Don’t be swayed by glitzy sites
You can’t judge a site by its appearance. A beautiful page layout and eye-catching videos and graphics are no indication that the information you’re about to read is accurate. Sites that end with .com and .net, even when completely health-focused, are generally commercial sites, supported by advertising. “That doesn’t mean these sites are necessarily wrong, but they can be biased,” says Dr Shapiro, who is the director of paediatric ear, nose, and throat medicine at Mattel’s Children Hospital UCLA. When looking at a commercial health site, see if it properly cites and links to original sources for its information, such as recent studies. Reputable health sites do.

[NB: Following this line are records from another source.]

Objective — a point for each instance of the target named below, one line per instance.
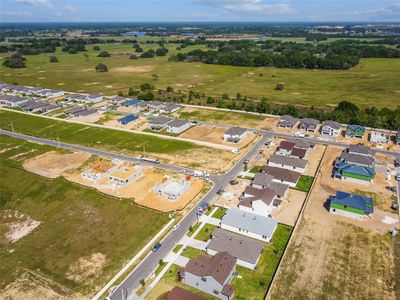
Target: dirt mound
(131, 69)
(52, 164)
(87, 268)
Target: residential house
(131, 102)
(331, 128)
(262, 181)
(287, 148)
(178, 293)
(172, 188)
(235, 135)
(178, 126)
(158, 123)
(398, 138)
(123, 175)
(287, 162)
(247, 251)
(310, 125)
(351, 205)
(355, 131)
(249, 224)
(281, 175)
(12, 101)
(127, 119)
(288, 122)
(169, 108)
(379, 137)
(261, 202)
(211, 275)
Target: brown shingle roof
(282, 174)
(219, 266)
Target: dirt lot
(230, 198)
(333, 257)
(139, 124)
(52, 164)
(140, 189)
(214, 135)
(290, 208)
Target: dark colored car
(156, 247)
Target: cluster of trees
(329, 56)
(15, 61)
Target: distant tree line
(330, 56)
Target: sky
(198, 10)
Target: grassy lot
(304, 183)
(192, 229)
(191, 252)
(343, 262)
(373, 82)
(205, 232)
(220, 117)
(88, 135)
(253, 284)
(76, 223)
(220, 212)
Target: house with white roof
(249, 224)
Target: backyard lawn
(254, 284)
(84, 236)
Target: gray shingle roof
(235, 131)
(250, 222)
(239, 246)
(288, 161)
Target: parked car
(156, 247)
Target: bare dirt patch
(33, 286)
(53, 164)
(334, 257)
(87, 268)
(18, 224)
(132, 69)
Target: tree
(280, 86)
(104, 54)
(101, 68)
(15, 61)
(53, 58)
(162, 51)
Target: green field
(373, 82)
(76, 222)
(90, 136)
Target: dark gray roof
(159, 120)
(359, 149)
(235, 131)
(288, 161)
(357, 159)
(177, 123)
(239, 246)
(282, 174)
(249, 222)
(332, 124)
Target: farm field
(334, 257)
(167, 150)
(60, 240)
(374, 82)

Sites ending in .edu denote an academic institution and those ending in .gov are government sites, both are reputable sources. “In general, websites affiliated with academic, medical, or government centres tend to be purely informational and not so biased,” says Dr Shapiro. They may not be as good-looking as commercial sites, but there’s trusted information there. Sites ending in .org can be a mixed bag. While they’re often helmed by non-profit organisations, anyone can register a .org domain these days without submitting any documentation or proof that they are a non-profit. Some .orgs are backed by trustworthy professional medical academies. “People shouldn’t sell [them] short. They can get a lot out of them, even if it’s a professional site.” When in doubt, read through the ‘About’ page. (See below.)
Be wary of links appearing at the very top and bottom of Google search results pages; these are sponsored listings and they’re labelled as such, adds Dr Shapiro.